Quelques jours après avoir été répudié par Donald Trump, Steve Bannon a quitté le 9 janvier la présidence du site conservateur Breitbart, nouvelle rétrogradation pour celui qui fut l'un des artisans de la victoire électorale du 45ème président des Etats-Unis.

Arrivé en 2012 à la tête du site après le décès du fondateur Andrew Breitbart, Steve Bannon, 64 ans, avait largement contribué à en faire la plateforme d'information et d'opinion la plus suivie au sein de la droite dure américaine. 

«Steve reste une part importante de notre histoire, et nous lui serons toujours reconnaissants pour sa contribution et ce qu'il nous a aidés à accomplir», a déclaré le PDG de Breitbart, Larry Solov, dans un communiqué publié sur le site.

C'est un nouveau coup dur pour cet idéologue, qui avait déjà dû quitter la Maison Blanche en août. Il avait indiqué alors vouloir œuvrer, de l'extérieur, à la consolidation d'un mouvement autour de Donald Trump, notamment grâce à Breitbart, qui lui offrait un puissant porte-voix.

Fire and Fury, un dernier clou dans le cercueil politique de Bannon

Mais la situation de Steve Bannon était devenue intenable après la publication, la semaine dernière, du très polémique livre de Michael Wolff Fire and Fury, qui relate la campagne de Donald Trump et sa première année au pouvoir.

Considéré comme une source majeure de l'auteur, Steve Bannon y affirme notamment que le fils du président américain, Donald Trump Jr., a commis une «trahison» en rencontrant un avocat russe qui offrait des informations compromettantes sur Hillary Clinton. Donald Trump a violemment réagi à la publication de cet ouvrage, accusant notamment Bannon d'avoir «perdu la raison». 
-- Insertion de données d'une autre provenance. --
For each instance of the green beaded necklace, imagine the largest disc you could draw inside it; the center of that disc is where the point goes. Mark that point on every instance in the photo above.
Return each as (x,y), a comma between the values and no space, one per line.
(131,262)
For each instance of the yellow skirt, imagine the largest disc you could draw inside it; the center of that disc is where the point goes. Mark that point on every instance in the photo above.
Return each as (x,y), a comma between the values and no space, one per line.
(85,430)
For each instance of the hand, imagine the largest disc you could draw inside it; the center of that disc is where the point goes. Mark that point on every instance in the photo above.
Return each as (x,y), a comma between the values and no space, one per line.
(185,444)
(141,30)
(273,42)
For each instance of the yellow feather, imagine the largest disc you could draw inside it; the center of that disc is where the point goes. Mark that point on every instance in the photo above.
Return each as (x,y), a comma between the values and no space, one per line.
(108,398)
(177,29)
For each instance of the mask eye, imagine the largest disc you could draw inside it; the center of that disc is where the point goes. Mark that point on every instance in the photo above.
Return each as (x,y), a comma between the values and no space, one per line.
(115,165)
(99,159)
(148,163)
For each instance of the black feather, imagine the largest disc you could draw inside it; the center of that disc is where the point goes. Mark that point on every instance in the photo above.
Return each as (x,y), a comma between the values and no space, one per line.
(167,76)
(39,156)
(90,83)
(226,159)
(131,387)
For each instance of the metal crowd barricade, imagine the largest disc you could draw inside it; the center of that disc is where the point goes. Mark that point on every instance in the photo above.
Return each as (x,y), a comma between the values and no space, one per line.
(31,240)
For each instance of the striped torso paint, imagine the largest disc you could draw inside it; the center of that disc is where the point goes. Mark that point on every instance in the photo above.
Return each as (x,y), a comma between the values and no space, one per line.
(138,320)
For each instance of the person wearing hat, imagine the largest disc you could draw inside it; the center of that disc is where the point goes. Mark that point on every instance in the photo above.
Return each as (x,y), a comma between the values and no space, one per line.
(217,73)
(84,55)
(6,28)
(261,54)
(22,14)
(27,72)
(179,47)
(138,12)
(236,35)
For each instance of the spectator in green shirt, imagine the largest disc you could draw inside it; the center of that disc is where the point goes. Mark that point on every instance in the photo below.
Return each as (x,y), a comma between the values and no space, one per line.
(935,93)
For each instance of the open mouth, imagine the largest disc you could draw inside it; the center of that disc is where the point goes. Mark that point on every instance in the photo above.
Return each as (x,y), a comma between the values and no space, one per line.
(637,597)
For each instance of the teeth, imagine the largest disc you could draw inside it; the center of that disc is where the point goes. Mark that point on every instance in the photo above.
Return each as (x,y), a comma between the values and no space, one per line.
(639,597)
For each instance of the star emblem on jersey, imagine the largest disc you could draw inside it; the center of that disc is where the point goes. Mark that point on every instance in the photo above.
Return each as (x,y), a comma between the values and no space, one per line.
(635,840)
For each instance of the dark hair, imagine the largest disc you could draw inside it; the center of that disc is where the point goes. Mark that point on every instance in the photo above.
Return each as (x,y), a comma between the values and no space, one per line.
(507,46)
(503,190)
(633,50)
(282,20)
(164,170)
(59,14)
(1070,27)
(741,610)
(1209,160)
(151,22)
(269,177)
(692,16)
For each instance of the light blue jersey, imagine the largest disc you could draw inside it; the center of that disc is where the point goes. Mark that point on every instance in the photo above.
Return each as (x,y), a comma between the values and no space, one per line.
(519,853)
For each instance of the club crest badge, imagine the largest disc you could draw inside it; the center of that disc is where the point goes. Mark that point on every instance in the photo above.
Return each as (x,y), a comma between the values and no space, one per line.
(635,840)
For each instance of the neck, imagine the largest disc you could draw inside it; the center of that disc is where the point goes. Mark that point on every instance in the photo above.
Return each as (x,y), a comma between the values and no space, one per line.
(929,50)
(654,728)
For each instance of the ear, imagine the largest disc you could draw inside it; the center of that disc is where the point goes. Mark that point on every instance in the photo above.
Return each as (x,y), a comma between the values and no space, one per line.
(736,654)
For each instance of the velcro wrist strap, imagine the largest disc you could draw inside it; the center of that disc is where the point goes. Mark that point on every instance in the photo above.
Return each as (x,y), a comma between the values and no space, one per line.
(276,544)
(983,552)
L'histoire du «type bien» devenu persona non grata, une descente aux enfers

Le président a également minimisé le rôle joué dans son succès électoral par celui qu'il qualifiait encore de «type bien» au moment de son départ de la Maison Blanche. Nommé directeur général d'une campagne Trump en pleine crise, en août 2016, Steve Bannon a bien joué, de l'avis général, un rôle décisif durant les trois derniers mois qui ont précédé le scrutin.
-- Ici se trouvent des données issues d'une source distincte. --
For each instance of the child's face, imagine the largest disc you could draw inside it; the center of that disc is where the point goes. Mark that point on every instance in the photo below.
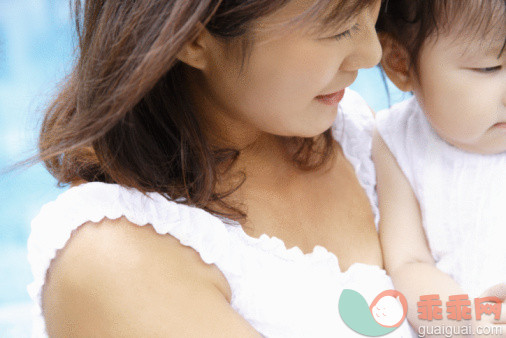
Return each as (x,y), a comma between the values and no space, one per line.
(462,89)
(277,90)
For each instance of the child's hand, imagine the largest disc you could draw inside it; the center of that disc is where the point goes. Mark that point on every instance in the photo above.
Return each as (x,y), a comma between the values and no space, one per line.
(488,323)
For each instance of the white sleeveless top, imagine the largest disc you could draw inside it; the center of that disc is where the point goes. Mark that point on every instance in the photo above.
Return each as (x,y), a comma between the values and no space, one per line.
(281,292)
(462,197)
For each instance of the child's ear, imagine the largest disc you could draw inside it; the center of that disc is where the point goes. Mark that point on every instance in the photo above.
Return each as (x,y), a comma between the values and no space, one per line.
(396,62)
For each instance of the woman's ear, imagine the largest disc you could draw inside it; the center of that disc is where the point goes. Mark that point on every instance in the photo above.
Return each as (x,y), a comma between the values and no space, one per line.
(396,62)
(195,53)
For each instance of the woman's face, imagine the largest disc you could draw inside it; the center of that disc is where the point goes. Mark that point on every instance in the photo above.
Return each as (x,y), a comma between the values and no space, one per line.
(277,90)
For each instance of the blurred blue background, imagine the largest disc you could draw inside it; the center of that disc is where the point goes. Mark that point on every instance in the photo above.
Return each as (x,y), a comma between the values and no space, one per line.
(36,51)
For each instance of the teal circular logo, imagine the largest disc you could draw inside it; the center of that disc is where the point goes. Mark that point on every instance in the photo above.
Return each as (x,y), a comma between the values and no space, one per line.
(385,314)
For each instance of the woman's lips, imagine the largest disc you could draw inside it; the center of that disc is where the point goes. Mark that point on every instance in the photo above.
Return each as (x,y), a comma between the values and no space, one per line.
(331,99)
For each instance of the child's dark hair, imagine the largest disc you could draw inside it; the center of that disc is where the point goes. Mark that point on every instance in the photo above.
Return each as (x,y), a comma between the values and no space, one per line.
(411,22)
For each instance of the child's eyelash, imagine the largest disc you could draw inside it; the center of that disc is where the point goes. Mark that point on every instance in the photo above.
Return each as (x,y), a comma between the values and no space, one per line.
(346,34)
(488,69)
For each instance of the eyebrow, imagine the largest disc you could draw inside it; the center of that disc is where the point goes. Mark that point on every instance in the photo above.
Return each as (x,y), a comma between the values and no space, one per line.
(495,49)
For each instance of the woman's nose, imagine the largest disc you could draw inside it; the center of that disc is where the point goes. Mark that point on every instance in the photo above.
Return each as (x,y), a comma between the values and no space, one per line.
(367,49)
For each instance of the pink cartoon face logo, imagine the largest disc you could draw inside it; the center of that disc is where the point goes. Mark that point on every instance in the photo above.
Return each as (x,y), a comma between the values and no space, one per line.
(389,308)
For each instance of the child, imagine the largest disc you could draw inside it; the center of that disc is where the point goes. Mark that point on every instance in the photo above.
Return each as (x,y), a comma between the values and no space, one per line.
(441,155)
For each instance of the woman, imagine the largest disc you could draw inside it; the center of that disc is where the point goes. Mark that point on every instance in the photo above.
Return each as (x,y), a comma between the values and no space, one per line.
(216,124)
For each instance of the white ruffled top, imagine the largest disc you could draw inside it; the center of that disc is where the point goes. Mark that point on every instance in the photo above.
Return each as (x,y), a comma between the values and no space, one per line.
(462,196)
(281,292)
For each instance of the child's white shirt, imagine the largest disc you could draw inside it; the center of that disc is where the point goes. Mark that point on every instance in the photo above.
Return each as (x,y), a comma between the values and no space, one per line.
(462,197)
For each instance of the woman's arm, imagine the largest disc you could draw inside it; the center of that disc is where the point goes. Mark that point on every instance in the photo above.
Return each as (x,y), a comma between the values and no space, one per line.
(405,250)
(117,279)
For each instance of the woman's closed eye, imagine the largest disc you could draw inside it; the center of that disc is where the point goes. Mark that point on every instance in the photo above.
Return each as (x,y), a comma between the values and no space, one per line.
(347,33)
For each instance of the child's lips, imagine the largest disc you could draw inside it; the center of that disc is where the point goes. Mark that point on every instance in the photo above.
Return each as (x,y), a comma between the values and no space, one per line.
(331,99)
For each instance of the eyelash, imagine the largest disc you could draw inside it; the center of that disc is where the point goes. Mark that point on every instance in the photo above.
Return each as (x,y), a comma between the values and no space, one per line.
(347,33)
(488,69)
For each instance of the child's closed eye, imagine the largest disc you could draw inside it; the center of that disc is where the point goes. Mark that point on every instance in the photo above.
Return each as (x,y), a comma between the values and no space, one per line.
(488,69)
(347,33)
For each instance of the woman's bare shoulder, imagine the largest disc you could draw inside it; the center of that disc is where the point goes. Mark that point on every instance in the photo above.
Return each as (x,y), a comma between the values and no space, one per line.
(112,272)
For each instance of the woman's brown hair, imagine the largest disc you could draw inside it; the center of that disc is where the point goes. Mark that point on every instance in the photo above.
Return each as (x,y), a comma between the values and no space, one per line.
(124,115)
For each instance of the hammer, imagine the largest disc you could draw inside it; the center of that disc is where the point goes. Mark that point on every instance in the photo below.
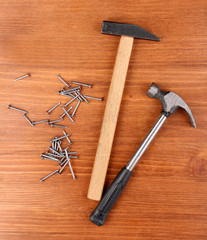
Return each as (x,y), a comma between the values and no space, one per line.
(170,102)
(127,32)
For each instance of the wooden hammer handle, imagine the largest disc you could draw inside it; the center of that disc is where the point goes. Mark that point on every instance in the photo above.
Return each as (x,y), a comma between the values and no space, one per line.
(110,118)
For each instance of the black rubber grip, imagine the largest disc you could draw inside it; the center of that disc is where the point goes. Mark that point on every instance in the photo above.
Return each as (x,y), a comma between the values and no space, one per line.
(100,213)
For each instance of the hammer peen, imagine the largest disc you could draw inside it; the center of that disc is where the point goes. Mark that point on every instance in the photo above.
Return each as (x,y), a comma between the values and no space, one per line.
(127,32)
(170,103)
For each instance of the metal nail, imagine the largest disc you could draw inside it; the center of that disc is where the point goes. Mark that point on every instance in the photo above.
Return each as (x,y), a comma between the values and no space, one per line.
(72,156)
(50,110)
(46,120)
(18,109)
(28,120)
(71,169)
(27,75)
(61,164)
(54,121)
(63,80)
(54,125)
(68,115)
(42,179)
(56,139)
(65,164)
(71,152)
(53,150)
(65,105)
(71,90)
(48,158)
(59,145)
(82,97)
(83,84)
(95,98)
(76,107)
(67,137)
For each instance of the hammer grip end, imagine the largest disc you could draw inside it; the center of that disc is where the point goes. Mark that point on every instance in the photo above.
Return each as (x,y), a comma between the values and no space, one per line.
(100,213)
Mi-août 2017, accusé de défendre une ligne très dure, défavorable aux minorités, Bannon avait dû quitter l'administration Trump après qu'une manifestation d'extrême droite avait dégénéré à Charlottesville (Virginie), causant la mort d'une jeune femme. Tour à tour militaire, banquier d'affaires, producteur de cinéma et de télévision, Steve Bannon reste un personnage atypique, plus intéressé par les arcanes de la politique.

Début janvier, la porte-parole de la Maison Blanche Sarah Huckabee Sanders, interrogée sur les propos les plus caustiques de Bannon dans le livre de Wolff, avait estimé que Breitbart «devrait envisager» de se séparer de lui.

Avant le scandale du livre Fire and Fury, cet ancien officier de marine avait déjà été affaibli, mi-décembre, par la défaite électorale, dans l'Alabama, de Roy Moore, candidat conservateur au Sénat qu'il avait activement soutenu.

Les républicains traditionnels, artisans de la déchéance de Bannon

La déchéance de Steve Bannon sert également les intérêts de nombreux républicains de Washington, à qui l'idéologue s'en est régulièrement pris, souhaitant les remplacer par une nouvelle vague d'élus plus en ligne avec la ligne de Donald Trump.

Selon le New York Times, c'est l'héritière Rebekah Mercer, soutien de longue date de Steve Bannon, qui a poussé Breitbart, dont elle est actionnaire minoritaire, à se séparer de son président exécutif. La milliardaire avait déjà pris ses distances avec lui la semaine dernière, tout en renouvelant son soutien à Breitbart. La situation financière du site, contrôlé par des capitaux privés, est inconnue, selon l'AFP.

Breitbart a largement bénéficié de la campagne présidentielle et de l'émergence de Donald Trump, qui ont porté son trafic mensuel de 30 millions d'utilisateurs en mars 2016 à 81 millions en décembre 2017, selon les données des sites spécialisés Alexa et SimilarWeb. Il dépasse aujourd'hui largement des sites comme Politico ou The Atlantic, références d'un journalisme politique en ligne porté par un mélange d'informations choisies pour alimenter les vues d'un lectorat conservateur et des billets d'opinion marqués à droite.